Luca di Montezemolo, Chairman of FOTA, said: "This is an unprecedented moment in Formula One history. Above all else, for the first time the teams are unified and steadfast - with a clear, collective vision. Thanks to this unity, all the teams have already managed to make a significant reduction to their costs for 2009. And, while we will continue to compete vigorously on track, we all share one common goal: to work together to improve Formula One by ensuring its stability, sustainability, substance and show for the benefit of our most important stakeholder, namely the consumer. It is with this mindset that we now intend to work hard, with our partners at the FIA and FOM, our shared goal being to optimise the future of Formula One."

KEY PROPOSALS

Technical

2009:
o More than 100% increase in mileage per engine (eight engines per driver per season)
o Reduction in wind tunnel and CFD (computational fluid dynamics) usage
o Engine available at EUR8 million per team per season

2010:
o Engine available at EUR5 million per team per season
o Gearbox available at EUR1.5 million per team per season
o Standardised KERS (put out to tender, with a target price of EUR1-2 million per team per season)
o Target a further 50% reduction of the 2009 aerodynamic development spend
o Specified number of chassis, bodywork and aerodynamic development iterations (homologations) during the season
o Prohibition of a wide range of exotic, metallic and composite materials
o Standardised telemetry and radio systems

Sporting

2009:
o Testing reduction (50%)
o New points-scoring system (12-9-7-5-4-3-2-1), to give greater differentiation/reward to grand prix winners
o Race starting fuel loads, tyre specifications and refuelling data to be made public

2010:
o Commitment to recommend new qualifying format
o Radical new points-scoring opportunities (eg, one constructors' championship point to be awarded for the fastest race pit stop)
o Further testing reductions (four four-day single-car pre-season tests plus one single-car pre-season shakedown)
o Reduction of grand prix duration (250km or a maximum of one hour 40 minutes) pending the approval of the commercial rights holder

Commercial

2009:
o Increased data provision for media
o Explore means by which the presentation of Formula One action can be more informatively and dynamically presented, common to other sports such as tennis and cricket, to dramatically improve engagement with the public
o Nominated senior team spokesman available for TV during grand prix
o Commitment to enhance consumer experience via team and FOTA websites
o Mandatory driver autograph sessions during grand prix weekends

2010:
o Commitment to enhance consumer experience via TV coverage

KEY DEMOGRAPHICS OF GLOBAL AUDIENCE SURVEY
o 17 countries surveyed
o First ever poll of Formula One devotees alongside non-Formula One devotees (ie, marginal and/or low interest fans)
o Responses were weighted according to the size of viewing market in each country (to avoid small markets skewing the results)
o Results were segmented by interest level in Formula One, demographic profiles (age and gender), country and region

Total audience is comprised of:
o Regular fans (25% by volume, predominantly male, cross section of ages)
o Moderate fans (44% by volume, female and male, cross section of ages)
o Infrequent fans (31% by volume, unlikely to watch grands prix, predominantly female, cross section of ages)

KEY FINDINGS OF GLOBAL AUDIENCE SURVEY

1. F1 isn't broken, so beware 'over-fixing' it
The current race format is not viewed as fundamentally broken (across all levels of Formula One interest) and therefore doesn't require radical alteration.
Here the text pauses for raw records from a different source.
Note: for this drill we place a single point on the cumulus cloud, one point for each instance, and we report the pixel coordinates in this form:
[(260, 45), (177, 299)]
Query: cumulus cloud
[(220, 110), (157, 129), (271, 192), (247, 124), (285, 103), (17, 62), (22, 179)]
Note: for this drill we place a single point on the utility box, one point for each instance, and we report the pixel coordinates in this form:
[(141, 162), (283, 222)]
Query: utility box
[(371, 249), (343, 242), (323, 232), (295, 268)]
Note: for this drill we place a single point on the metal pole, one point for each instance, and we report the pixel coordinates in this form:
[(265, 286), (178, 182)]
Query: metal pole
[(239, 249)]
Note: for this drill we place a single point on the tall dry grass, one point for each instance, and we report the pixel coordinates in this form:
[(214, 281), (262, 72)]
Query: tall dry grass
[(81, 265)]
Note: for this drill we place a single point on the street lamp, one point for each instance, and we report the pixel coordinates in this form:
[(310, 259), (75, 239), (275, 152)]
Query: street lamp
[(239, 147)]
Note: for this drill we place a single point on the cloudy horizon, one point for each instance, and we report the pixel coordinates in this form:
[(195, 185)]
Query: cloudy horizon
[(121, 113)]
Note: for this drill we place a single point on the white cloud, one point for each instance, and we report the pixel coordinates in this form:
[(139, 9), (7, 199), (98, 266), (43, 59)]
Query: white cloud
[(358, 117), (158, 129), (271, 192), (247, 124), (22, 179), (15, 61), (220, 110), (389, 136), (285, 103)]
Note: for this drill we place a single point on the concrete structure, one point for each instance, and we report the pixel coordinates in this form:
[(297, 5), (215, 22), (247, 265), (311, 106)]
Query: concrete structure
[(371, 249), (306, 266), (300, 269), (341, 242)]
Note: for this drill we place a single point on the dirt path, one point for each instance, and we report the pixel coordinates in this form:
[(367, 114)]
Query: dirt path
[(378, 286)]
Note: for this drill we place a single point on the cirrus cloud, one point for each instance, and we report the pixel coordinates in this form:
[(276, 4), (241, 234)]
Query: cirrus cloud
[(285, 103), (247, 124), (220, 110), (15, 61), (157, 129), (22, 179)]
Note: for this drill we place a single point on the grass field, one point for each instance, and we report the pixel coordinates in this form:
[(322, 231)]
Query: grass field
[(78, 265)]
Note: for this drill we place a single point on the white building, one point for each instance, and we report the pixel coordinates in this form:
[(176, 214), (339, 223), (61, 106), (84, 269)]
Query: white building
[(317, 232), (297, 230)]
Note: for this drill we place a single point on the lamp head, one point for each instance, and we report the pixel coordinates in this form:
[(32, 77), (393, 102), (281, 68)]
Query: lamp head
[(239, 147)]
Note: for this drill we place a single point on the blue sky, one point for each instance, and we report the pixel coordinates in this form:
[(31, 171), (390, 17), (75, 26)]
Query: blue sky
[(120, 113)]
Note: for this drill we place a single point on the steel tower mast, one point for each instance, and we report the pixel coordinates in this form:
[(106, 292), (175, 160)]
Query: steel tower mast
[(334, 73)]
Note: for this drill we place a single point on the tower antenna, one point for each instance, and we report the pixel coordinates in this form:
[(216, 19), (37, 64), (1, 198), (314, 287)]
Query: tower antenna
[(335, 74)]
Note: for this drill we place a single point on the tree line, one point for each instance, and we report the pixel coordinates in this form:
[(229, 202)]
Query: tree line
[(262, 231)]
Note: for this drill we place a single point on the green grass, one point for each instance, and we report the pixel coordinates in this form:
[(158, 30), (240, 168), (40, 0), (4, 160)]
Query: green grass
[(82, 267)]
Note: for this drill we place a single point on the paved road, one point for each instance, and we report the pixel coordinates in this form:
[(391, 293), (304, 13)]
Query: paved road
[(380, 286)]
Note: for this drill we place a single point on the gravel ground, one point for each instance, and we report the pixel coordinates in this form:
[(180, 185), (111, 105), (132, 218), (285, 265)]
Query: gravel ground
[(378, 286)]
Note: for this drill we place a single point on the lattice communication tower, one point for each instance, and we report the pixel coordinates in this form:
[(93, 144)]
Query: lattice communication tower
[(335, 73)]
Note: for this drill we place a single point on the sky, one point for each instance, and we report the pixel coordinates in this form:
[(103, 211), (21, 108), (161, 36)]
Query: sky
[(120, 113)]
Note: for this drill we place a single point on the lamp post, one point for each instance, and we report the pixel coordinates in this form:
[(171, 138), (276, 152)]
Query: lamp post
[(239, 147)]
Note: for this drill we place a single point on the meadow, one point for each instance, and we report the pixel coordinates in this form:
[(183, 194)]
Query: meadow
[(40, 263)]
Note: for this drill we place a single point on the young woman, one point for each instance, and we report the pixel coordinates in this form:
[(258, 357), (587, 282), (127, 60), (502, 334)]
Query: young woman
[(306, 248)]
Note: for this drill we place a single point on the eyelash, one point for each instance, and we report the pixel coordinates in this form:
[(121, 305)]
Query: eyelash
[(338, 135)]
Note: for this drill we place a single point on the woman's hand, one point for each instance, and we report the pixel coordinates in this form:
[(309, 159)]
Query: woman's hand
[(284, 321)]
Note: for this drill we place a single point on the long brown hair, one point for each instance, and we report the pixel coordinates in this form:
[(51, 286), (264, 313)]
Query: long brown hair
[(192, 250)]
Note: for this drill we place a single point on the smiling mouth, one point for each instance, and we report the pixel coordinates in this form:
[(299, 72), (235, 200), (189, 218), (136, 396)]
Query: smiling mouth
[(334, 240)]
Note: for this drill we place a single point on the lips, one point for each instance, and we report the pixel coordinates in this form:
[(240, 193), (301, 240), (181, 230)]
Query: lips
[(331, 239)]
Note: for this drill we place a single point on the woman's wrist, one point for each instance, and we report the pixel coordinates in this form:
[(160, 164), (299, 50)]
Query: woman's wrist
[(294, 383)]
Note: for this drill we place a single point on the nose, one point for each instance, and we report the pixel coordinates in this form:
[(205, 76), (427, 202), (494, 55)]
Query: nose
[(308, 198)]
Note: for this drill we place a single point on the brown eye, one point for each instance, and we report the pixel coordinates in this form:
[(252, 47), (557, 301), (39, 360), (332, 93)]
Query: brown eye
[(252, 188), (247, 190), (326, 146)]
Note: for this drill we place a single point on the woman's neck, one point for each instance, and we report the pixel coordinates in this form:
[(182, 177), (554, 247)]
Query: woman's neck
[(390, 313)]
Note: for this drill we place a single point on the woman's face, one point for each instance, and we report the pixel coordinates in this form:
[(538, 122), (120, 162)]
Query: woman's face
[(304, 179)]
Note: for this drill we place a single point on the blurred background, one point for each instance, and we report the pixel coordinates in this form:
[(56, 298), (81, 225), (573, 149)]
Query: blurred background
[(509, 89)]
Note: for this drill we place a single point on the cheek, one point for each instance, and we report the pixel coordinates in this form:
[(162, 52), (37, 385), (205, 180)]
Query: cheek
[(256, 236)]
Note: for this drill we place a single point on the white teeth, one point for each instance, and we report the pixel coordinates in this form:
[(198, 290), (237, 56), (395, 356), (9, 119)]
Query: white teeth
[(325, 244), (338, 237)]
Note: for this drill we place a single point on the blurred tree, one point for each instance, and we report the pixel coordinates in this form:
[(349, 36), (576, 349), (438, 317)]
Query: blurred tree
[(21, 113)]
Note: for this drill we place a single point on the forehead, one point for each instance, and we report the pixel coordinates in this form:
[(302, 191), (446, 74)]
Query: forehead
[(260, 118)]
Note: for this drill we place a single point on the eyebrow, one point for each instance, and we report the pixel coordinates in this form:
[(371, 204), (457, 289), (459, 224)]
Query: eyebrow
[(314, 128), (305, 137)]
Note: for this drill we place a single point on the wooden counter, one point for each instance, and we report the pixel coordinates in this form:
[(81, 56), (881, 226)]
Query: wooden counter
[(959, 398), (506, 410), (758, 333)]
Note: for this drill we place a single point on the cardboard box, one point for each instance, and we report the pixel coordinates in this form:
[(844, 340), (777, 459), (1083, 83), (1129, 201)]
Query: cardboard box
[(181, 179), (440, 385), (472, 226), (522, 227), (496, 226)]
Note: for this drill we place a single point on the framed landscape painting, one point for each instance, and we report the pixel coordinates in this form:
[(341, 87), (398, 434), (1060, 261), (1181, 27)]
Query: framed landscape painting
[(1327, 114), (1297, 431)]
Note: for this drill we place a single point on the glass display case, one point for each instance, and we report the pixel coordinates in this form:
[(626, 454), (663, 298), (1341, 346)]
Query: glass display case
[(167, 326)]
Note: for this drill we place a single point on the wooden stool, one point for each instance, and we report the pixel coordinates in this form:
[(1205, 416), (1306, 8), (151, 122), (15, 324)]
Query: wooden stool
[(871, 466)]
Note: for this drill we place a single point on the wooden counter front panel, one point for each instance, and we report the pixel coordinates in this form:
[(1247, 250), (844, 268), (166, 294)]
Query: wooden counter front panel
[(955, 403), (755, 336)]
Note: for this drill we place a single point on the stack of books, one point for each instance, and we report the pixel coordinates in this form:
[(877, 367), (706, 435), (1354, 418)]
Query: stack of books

There is a strong desire for Formula One to remain meritocratic, while consumer interest is driven most by appreciation of driver skill, overtaking and technology.

Implication: there is no evidence to suggest that grand prix formats need 'tricking up' via, for example, handicapping, sprint races, reversed grids or one-on-one pursuit races. Formula One audiences appreciate the traditional gladiatorial, high-tech nature of the sport and would not respond favourably to a perceived 'dumbing down' of the current format.

2. F1 needs to be more consumer-friendly
An individual's view or understanding of Formula One is framed almost entirely by their local broadcaster. Unlike most global sports, the vast majority of 'consumption' of Formula One is via race-day TV coverage, supplemented in part by traditional, non-specialist newspaper coverage. Formula One fans are also mature consumers of new media channels (eg, on-line, mobile) and other touch points (eg, gaming, merchandise).

The global nature of Formula One, although an attractive characteristic in itself, impedes the uniformity of race schedules, and often results in consumption of a race being limited to locally broadcast TV highlights programmes. Only devotees (25% of the total potential viewing audience) are likely to watch a race live if it occurs outside peak viewing times.

Implication: significant opportunities exist to build audience via other channels such as internet and mobile.

3. Major changes to qualifying format are not urgent
When asked to consider alternative qualifying formats, all fan types expressed a modest preference for a meritocratically determined starting grid. There was some degree of interest in allowing luck to play a part in shaping the starting order, but the general sentiment was that the fastest driver should always start from pole.

Implication: there may be justification for minor modifications to the current qualifying format, following further trials; however, a major change to the format will not result in a significant increase in audience.

4. Revisions to the points-scoring system
As with qualifying, all audiences want a meritocratic points-scoring system. This means that they want winning grands prix to count for more than it does currently. There is an indication that all audiences would like to see a greater points reward for winning grands prix.

Implication: a minor adjustment to the existing points system is justified

5. Evolution of pit stops and refuelling
All audiences view pit stops as integral to their enjoyment of grand prix coverage; however, they rank the most important and compelling aspect of pit stops as tyre changing rather than refuelling. Race strategies were not highly ranked as a determinant of interest in Formula One.

Implication: audiences are unlikely to diminish if refuelling is discontinued. Tyre changing is an important driver of audience interest (in pit stops) and should not be further automated.